I last read A Christmas Carol a year or two ago, and reading it again I was struck anew by what a masterpiece it is. I’m not referring only to the ingenuity of the story, or the immortal characters; I don’t mean only Dickens’ wonderful tribute to the Christmas season, or his incomparable excoriation of greed, selfishness, and the love of Mammon. The whole story flows with skill. Dickens’ mastery flashes out in a thousand glints.
There is the eloquence of the dialogue. So much of it is profound. When Scrooge begs Marley to “speak comfort” to him, the Ghost replies, “I have none to give. It comes from other regions, Ebenezer Scrooge, and is conveyed by other ministers, to other kinds of men.” You could stack up ten standard Hollywood movies that, all put together, did not carry as much meaning as that one reply.
Where not elevated by truth, the dialogue is still elevated by intelligence. Even Scrooge, irascible old doubter, makes his rejoinders well. “You,” he tells Marley’s Ghost, “may be an undigested bit of beef, a blot of mustard, a crumb of cheese, a fragment of an underdone potato. There’s more of gravy than of grave about you, whatever you are!”
There is Dickens’ use of adjectives. An old rule of thumb in writing is that when it comes to adjectives, less is more. Dickens did not obey this rule. Nineteenth century literature is probably more suited to abundant adjectives than twenty-first century literature. But more than that, Dickens was a great writer; he knew better than to waste words. Consider the string of adjectives he applied to Scrooge: “a squeezing, wrenching, grasping, scraping, clutching, covetous, old sinner!”
Each word sharpens the portrait of the old sinner.
Then there is Dickens’ ability to give character to almost anything he turns his pen to. There are many excellent examples of this in A Christmas Carol, but I will limit myself to three. For the first, Scrooge’s home, to the extent he could be said to have one: “They were a gloomy suite of rooms, in a lowering pile of building up a yard, where it had so little business to be, that one could scarcely help fancying it must have run there when it was a young house, playing at hide-and-seek with the other houses, and forgotten the way out again.”
Second is Dickens’ description of Norfolk Biffins (a kind of apple): “There were Norfolk Biffins, squab and swarthy, setting off the yellow of the oranges and lemons, and, in the great compactness of their juicy persons, urgently entreating and beseeching to be carried home in paper bags and eaten after dinner.”

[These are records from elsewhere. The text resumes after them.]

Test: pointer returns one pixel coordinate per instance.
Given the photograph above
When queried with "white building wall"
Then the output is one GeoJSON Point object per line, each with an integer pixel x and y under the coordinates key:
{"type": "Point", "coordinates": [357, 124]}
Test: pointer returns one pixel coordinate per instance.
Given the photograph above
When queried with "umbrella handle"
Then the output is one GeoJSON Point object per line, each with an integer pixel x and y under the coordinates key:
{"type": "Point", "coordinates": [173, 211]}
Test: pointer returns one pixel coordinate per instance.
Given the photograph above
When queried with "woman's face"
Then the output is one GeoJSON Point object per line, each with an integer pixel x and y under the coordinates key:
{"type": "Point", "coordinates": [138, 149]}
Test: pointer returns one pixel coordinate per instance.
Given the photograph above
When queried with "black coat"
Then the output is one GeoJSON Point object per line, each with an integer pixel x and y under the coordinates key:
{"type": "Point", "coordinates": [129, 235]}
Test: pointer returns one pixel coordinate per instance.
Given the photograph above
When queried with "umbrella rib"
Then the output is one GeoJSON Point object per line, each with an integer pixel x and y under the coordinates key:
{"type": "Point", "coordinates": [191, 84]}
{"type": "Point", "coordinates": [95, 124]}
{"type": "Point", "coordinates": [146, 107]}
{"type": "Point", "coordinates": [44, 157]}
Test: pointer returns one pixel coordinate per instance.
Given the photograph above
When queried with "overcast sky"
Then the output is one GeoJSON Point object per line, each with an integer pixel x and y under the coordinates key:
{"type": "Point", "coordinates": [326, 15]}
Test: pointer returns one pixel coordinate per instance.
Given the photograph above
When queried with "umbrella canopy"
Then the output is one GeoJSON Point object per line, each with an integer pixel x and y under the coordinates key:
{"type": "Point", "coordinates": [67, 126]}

Finally, Scrooge himself: “External heat and cold had little influence on Scrooge. No warmth could warm, no wintry weather chill him. No wind that blew was bitterer than he, no falling snow was more intent upon its purpose, no pelting rain less open to entreaty. Foul weather didn’t know where to have him. The heaviest rain and snow, and hail, and sleet, could boast of the advantage to him in only one respect. They often ‘came down’ handsomely, and Scrooge never did.”
Lastly, there is Dickens’ subtle humor: “There is no doubt that Marley was dead. This must be distinctly understood, or nothing wonderful can come of the story I am going to relate. If we were not perfectly convinced that Hamlet’s Father died before the play began, there would be nothing more remarkable in his taking a stroll at night, in an easterly wind, upon his own ramparts, than there would be in any other middle-aged gentleman rashly turning out after dark in a breezy spot – say Saint Paul’s Churchyard for instance – literally to astonish his son’s weak mind.”
Now my last quotation, when Scrooge is waiting for the Ghost of Christmas Present to appear: “Now, being prepared for almost anything, he was not by any means prepared for nothing; and, consequently, when the Bell struck One, and no shape appeared, he was taken with a violent fit of trembling. Five minutes, ten minutes, a quarter of an hour went by, yet nothing came. All this time, he lay upon his bed, the very core and centre of a blaze of ruddy light, which streamed upon it when the clock proclaimed the hour; and which, being only light, was more alarming than a dozen ghosts, as he was powerless to make out what it meant, or would be at; and was sometimes apprehensive that he might be at that very moment an interesting case of spontaneous combustion, without having the consolation of knowing it.”
As such an old and well-loved story, A Christmas Carol can be read online. Merry Christmas – ’tis the season.